National monument of Ireland

= Ardee Castle =

Fortified medieval tower house in County Louth, Ireland

Ardee Castle also known as St. Leger's Castle, is a fortified medieval tower house in Ardee, County Louth in Ireland. Built in the 15th century, the castle was used as a prison during the 17th and 18th centuries and became Ardee's district courthouse until June 2006 when a specialised facility took its place. Ardee Castle is the largest fortified medieval Tower House in Ireland or Britain. The castle was originally built by Roger de Peppard in 1207, but not much is left from the original walls.

== History ==
St. Leger's Castle was built in the 15th century by John St. Leger and it served as a stronghold for the defence of the Pale. Over the years it was fought over by the O'Neills and the English. In 1641 Sir Phelim O'Neill took possession of the town and set up the Irish Army headquarters, but on the retreat the town and castle were retaken by the English Forces under the command of Sir Henry Tichborne, a garrison was then placed and O'Neill's rear-guard was defeated.
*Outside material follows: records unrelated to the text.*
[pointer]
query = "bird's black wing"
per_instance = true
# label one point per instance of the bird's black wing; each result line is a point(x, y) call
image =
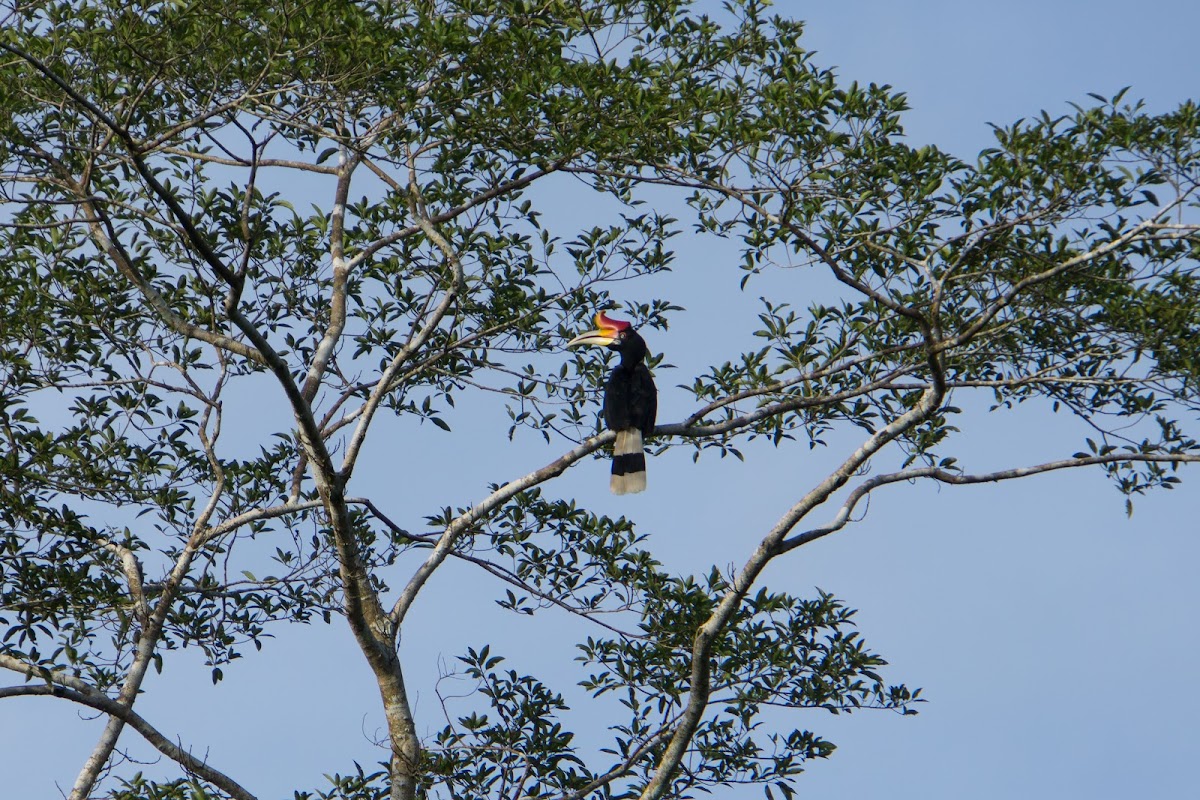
point(643, 401)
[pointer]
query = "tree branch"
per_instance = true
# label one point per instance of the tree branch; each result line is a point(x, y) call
point(129, 716)
point(958, 479)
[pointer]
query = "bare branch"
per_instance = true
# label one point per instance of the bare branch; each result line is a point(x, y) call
point(129, 716)
point(958, 479)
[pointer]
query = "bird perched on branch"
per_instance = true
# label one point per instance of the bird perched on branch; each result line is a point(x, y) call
point(630, 401)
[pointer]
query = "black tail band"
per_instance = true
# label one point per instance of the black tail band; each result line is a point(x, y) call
point(628, 463)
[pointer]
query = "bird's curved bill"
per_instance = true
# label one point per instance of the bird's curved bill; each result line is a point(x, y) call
point(599, 337)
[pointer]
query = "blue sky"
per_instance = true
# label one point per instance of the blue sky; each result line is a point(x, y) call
point(1053, 636)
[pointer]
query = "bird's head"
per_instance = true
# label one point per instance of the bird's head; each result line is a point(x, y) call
point(616, 335)
point(609, 332)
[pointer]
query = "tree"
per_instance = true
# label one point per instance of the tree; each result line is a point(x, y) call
point(204, 202)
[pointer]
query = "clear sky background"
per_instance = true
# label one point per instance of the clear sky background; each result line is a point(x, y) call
point(1055, 639)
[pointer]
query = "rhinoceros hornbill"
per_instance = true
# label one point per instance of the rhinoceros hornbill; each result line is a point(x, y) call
point(630, 401)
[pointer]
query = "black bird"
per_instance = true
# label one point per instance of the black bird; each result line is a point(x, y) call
point(630, 401)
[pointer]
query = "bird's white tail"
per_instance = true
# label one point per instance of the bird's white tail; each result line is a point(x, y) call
point(628, 463)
In 1690 the castle was used by James II as his headquarters prior to the Battle of the Boyne.

== Location ==
St Leger's Castle is located on Castle Street in Ardee.

== Structure ==
The rectangular building stands four storeys high, with turrets situated at the north-west and south-west angles, the main entrance was protected by a machicolation on the outside, with a 'murder-hole' on the interior.

The ground floor has a rounded barrel vault, and access to the upper storeys is by means of a stairway in the north-west turret.

As the structure has been in continuous use, most of the windows have been replaced and modernised over time, however a twin-light ogee-arched window survives at ground level and three single looped, internal splay windows survive on the fourth floor.